Boasting the celebration of "all that is good, pure and powerful in the warrior spirit," the
Hoka Hey Challenge is a race over 10,000 miles, through 48 states and two Canadian
providences, while under a time limit. With strict speeding rules and a follow up
polygraph test, the 2010 Hoka Hey organizers were forced to rely on local law
enforcement to catch any riders who may be cheating by speeding. This year, however,
the organizers of the race took the rules to a whole new level by installing GPS tracking
units on each of the bikes that could not only track the riders' routes but could track their
speeds as well.
It's the GPS units that have stirred the Hoka Hey pot once again. The organizers of the
race are claiming that every one of the top 11 riders to finish did indeed go at least one
mph over the speed limits at one point and time therefore breaking the rules of the race.
This, therefore, disqualifies them from receiving the $250,000 in prize money. They
were, however, acknowledged as the winners and celebrated at the awards ceremony.
They may not have received their $250,000 but they were "recognized as the greatest
riders in the world" with concerts and a poker run.
All the while, behind closed doors a contenders' meeting was held in order to help
contain the flames that must have been fuming with the winners. Afterward, each of the
riders walked out of the meeting with a $10,000 check to cover the expenses incurred
during the race and their mandatory trip to the Arizona Award Ceremony and polygraph
test. But $10,000 is a great deal less than $250,000 and it has left motorcycle enthusiasts
with a whole slew of burning questions.
The biggest question that people seem to be raising concerns the remaining reward
money. Because contenders were charged an entrance fee with the promise of the chance
to win it back, a large sum of money was supposedly set aside for the winners' prizes.
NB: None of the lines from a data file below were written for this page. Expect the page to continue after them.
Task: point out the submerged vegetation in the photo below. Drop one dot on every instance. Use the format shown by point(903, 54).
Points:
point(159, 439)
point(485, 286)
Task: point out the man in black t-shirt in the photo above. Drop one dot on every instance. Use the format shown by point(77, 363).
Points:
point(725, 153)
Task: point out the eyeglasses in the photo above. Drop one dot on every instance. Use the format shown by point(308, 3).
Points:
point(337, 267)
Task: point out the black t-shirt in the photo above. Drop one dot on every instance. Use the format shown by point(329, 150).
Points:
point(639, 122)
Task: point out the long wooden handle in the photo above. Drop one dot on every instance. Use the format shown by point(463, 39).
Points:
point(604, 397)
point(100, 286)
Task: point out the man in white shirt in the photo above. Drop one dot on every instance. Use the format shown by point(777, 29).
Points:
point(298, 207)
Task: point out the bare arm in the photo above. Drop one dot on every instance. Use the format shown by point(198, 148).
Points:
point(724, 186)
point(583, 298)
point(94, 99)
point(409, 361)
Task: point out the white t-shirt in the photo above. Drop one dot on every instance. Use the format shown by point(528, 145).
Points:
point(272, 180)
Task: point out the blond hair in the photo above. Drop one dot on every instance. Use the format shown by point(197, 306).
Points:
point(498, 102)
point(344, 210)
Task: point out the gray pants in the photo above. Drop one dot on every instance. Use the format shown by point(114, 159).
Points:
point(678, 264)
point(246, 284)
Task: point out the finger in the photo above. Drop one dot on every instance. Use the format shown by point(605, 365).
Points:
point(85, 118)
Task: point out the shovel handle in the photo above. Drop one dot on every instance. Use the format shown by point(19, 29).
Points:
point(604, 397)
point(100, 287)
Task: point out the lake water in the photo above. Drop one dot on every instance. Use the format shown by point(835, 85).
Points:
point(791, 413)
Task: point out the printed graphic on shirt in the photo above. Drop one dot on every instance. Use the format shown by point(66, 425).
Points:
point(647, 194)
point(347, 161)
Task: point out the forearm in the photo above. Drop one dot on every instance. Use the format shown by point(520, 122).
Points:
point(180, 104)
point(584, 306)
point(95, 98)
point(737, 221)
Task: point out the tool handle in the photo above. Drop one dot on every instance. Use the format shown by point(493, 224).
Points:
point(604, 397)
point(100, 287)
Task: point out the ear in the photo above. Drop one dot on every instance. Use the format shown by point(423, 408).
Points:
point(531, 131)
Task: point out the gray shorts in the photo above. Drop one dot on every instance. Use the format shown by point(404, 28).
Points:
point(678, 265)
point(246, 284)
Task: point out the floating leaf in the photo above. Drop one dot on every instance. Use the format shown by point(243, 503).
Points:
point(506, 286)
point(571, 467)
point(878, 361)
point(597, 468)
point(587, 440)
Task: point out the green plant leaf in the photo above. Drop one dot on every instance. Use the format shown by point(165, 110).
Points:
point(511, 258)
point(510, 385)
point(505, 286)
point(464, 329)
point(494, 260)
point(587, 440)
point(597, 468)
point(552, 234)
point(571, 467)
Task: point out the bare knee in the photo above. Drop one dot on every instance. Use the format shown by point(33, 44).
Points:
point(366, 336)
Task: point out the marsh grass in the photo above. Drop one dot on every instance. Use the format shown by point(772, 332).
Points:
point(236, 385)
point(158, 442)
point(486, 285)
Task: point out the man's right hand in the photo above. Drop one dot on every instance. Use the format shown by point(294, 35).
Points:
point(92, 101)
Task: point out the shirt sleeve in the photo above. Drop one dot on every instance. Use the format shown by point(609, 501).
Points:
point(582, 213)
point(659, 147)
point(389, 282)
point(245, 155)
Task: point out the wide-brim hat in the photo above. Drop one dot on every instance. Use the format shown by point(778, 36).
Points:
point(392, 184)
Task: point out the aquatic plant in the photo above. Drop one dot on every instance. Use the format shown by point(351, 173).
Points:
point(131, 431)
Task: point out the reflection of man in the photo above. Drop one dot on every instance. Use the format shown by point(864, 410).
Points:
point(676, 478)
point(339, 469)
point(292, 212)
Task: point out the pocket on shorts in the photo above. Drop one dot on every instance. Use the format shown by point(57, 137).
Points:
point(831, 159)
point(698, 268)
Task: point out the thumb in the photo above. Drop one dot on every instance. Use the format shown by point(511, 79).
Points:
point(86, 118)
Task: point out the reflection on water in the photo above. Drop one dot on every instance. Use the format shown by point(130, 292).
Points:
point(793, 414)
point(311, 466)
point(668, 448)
But if the winners do not receive that money, who does?
And the speculation continues as people question the reliability of the GPS units as well
as those who were in charge of monitoring them. After all, how could the organizers
know the marked speed limit of every mile of what turned out to be a 1,400 mile trip
especially when there had been errors about the route provided by the organizers
themselves? And do they really expect every rider to go every mile without even the
smallest of mistakes? Some people even wonder if the race can be won if following all of
the rules laid out especially after the directions given by the organizers was said to lead
the competitors off course.
The history of the Hoka Hey challenge doesn't lend it a great deal of reliability. After two
deaths linked to the 2010 race, many people were left wondering about the safety and
legality of the road race. With motorcyclists already questioning the respectability of the
race after the 2010 event, this new evolution of the disqualification of all 11 top finishers
doesn't surprise some.
Still, the Hoka Hey Organizers seem to have released no information about the remaining
prize money nor the validity of the GPS tracking. And while questions still hang in the
air, the top 11 finishers have not yet come forward to directly share their thoughts on the
matter, which leaves speculators wondering if the $10,000 that they received behind
closed doors was a check to keep them out of the press and court rooms. As of now, the
Hoka Hey Challenge website still claims to be planning a 2012 race and makes no
reference to the controversy currently brewing. Is all of this just a case of unanswered
questions and bad PR, or is the Hoka Hey Challenge one that should be looked at a little
more closely before more money goes missing and more people get hurt?